奥寺 やはりバイスバイラー監督が必要としてくれたことです。「レギュラーとしてプレーしてほしい」、「すぐに来てくれ」と言ってもらえましたから。

バイスバイラー監督の存在がドイツ行きの決め手となった - imago

——ドイツでのデビュー戦を覚えていますか?

奥寺 10月22日のデュイスブルク戦です。実はその前にフランクフルト戦もあったんですが、熱を出して出場することができず、それでアウェーのデュイスブルク戦が最初の試合になったんです。実はいきなりアクシンデントがあって(笑)。試合が始まってすぐに僕がファウルをしてPKを与えてしまったんです。最終的にはGKの(ハラルト)シューマッハーが止めてくれましたけど、デビュー戦はそれが強く印象に残っていますね。

——ドイツでの初ゴールはDFB杯のエッセン戦でした。

奥寺 12月の準々決勝でしたね。周囲から「そろそろ取るんじゃないか」と言われながらなかなか取れずにいたんですが、2部チームを相手にホームで2点決めました。

——1年目はリーグ戦で4ゴールを記録していますが、その4ゴールはすべてシーズン終盤の大事な場面で挙げたものです。

奥寺 確かに大事な試合でした。中でもシュトゥットガルトとのホーム最終戦でのゴールは重要でしたね。あの時点でメンヘングラートバッハ(ボルシアMG)と同じ勝ち点でしたから、負けたら終わってしまう。そういう試合で決勝ゴールを決めたことは記憶に残っています。

——最終的にはブンデスリーガとDFB杯の二冠を達成しました。ドイツに渡って1年目から結果を残せた要因は何だと思いますか?

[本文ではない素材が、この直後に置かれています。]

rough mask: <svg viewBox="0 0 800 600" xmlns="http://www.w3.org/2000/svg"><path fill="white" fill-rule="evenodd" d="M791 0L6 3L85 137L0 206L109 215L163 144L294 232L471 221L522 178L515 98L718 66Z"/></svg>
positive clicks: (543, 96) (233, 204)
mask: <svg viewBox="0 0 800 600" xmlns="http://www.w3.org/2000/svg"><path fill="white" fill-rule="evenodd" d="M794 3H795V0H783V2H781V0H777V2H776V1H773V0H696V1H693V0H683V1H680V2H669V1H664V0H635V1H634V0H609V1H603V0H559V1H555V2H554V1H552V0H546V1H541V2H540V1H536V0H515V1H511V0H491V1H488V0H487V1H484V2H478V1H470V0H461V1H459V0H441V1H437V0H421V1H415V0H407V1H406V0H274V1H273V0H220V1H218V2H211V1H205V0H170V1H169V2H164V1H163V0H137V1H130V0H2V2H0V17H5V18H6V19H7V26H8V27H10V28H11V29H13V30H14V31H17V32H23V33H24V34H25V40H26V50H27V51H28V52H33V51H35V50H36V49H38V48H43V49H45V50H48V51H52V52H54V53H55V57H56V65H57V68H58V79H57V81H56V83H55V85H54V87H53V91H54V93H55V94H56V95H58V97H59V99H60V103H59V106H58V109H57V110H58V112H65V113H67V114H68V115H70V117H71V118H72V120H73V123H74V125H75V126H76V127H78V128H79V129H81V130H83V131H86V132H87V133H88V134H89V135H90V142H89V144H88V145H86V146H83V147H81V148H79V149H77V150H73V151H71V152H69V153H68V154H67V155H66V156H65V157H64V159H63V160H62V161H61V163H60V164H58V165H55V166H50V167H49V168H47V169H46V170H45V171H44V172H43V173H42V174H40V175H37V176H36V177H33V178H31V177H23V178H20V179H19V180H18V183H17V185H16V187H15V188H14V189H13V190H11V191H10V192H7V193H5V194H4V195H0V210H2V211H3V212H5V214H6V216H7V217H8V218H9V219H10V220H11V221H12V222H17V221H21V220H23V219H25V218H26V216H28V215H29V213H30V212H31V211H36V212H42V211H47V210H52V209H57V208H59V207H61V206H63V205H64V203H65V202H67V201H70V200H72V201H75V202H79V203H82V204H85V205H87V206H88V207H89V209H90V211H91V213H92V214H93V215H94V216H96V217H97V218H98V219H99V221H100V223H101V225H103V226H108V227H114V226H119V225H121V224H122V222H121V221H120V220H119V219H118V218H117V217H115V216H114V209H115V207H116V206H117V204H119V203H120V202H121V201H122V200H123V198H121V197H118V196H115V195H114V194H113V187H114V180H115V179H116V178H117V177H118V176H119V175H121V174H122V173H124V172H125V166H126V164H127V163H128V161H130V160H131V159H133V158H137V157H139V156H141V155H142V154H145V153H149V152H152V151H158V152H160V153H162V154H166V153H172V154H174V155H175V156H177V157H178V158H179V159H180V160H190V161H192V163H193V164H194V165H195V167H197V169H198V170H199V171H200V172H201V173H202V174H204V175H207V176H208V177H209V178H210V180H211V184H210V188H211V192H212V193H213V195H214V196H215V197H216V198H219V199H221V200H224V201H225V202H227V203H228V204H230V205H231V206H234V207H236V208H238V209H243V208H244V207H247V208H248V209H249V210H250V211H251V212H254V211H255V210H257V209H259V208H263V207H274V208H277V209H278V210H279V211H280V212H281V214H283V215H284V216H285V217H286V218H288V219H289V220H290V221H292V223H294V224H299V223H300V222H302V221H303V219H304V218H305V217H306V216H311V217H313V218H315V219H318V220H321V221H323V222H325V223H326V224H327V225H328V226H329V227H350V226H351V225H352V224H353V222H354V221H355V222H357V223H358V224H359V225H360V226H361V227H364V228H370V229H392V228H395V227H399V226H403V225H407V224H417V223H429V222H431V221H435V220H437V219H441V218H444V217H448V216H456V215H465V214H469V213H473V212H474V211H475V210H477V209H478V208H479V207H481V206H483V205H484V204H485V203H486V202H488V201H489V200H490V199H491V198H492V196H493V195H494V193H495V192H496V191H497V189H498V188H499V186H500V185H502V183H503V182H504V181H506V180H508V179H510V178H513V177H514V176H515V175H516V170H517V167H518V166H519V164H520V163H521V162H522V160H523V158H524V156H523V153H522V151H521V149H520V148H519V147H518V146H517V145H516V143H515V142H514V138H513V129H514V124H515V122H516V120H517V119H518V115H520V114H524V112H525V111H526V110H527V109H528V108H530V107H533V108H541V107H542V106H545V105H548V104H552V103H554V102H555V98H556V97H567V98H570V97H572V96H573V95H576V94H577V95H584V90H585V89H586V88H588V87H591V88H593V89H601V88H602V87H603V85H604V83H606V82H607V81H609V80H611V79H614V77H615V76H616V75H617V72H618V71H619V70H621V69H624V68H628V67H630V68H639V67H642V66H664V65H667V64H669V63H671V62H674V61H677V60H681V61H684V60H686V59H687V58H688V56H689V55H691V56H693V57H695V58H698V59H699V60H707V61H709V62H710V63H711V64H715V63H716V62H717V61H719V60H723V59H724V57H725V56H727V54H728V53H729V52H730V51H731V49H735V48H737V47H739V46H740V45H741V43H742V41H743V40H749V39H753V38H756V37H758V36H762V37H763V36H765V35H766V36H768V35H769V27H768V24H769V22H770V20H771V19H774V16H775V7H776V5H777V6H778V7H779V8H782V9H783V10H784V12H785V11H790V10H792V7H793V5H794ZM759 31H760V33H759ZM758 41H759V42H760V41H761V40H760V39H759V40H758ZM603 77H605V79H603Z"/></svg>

奥寺 まず周りの選手に恵まれた。当時のケルンには代表選手がそろっていましたし、戦力的にも優勝を狙えるチームでした。そんなチームに呼んでもらって、戦力として貢献できたのはよかったですね。良い選手たちにうまく絡むことができました。

——ドイツでの生活にはすぐに馴染めましたか?

奥寺 最初はバタバタでした。10月にドイツに渡って、11月に家族が来て、2月には息子が産まれて、そこからシーズンが佳境に入って……。慣れるというよりは、目の前のことをただこなしていくという感じでした。先のことを考える余裕もなかったし、今与えられたことをしっかりとこなしていくだけでしたね。

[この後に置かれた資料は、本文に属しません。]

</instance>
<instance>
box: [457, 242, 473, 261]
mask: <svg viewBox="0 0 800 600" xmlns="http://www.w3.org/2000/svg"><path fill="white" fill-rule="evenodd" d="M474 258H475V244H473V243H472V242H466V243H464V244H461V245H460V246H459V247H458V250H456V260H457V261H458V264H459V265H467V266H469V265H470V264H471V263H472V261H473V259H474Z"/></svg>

——海外挑戦した選手が精神面で苦しむケースは少なくありません。

奥寺 僕の場合は家族がいたことが大きかった。練習が終わった後、家で待っていてくれる人がいるというのはやっぱり大きいですよ。だからホームシックのようなものは一切なかった。もし離れて暮らしていたら、会いたくなっただろうし、苦しい時についつい弱気になっていたかもしれない。そういう意味で家族の存在は本当に励みになりました。妻は出産もドイツでしましたけど、そういう中で僕がサッカーに集中できる環境を作ってくれたことには本当に感謝しています。

——言葉の面で不自由しなくなったのはいつ頃ですか?

奥寺 最初は練習の前後でドイツ語学校に通っていました。3カ月ぐらい通ったかな。その後は片言ながらチームメイトと会話をして、少しずつ、少しずつ覚えていった感じです。ただ、細かいニュアンスも含めて本当に理解できるようになったのは2年ぐらい経ってからですね。

——海外でプレーする上でやはり言葉は重要なポイントですか?

奥寺 自分の考えをちゃんと相手に伝えること、監督がミーティングでどんな指示を出しているかをしっかり理解すること。細かいニュアンスまで理解できるかどうかも含めて、そこは大事だと思います。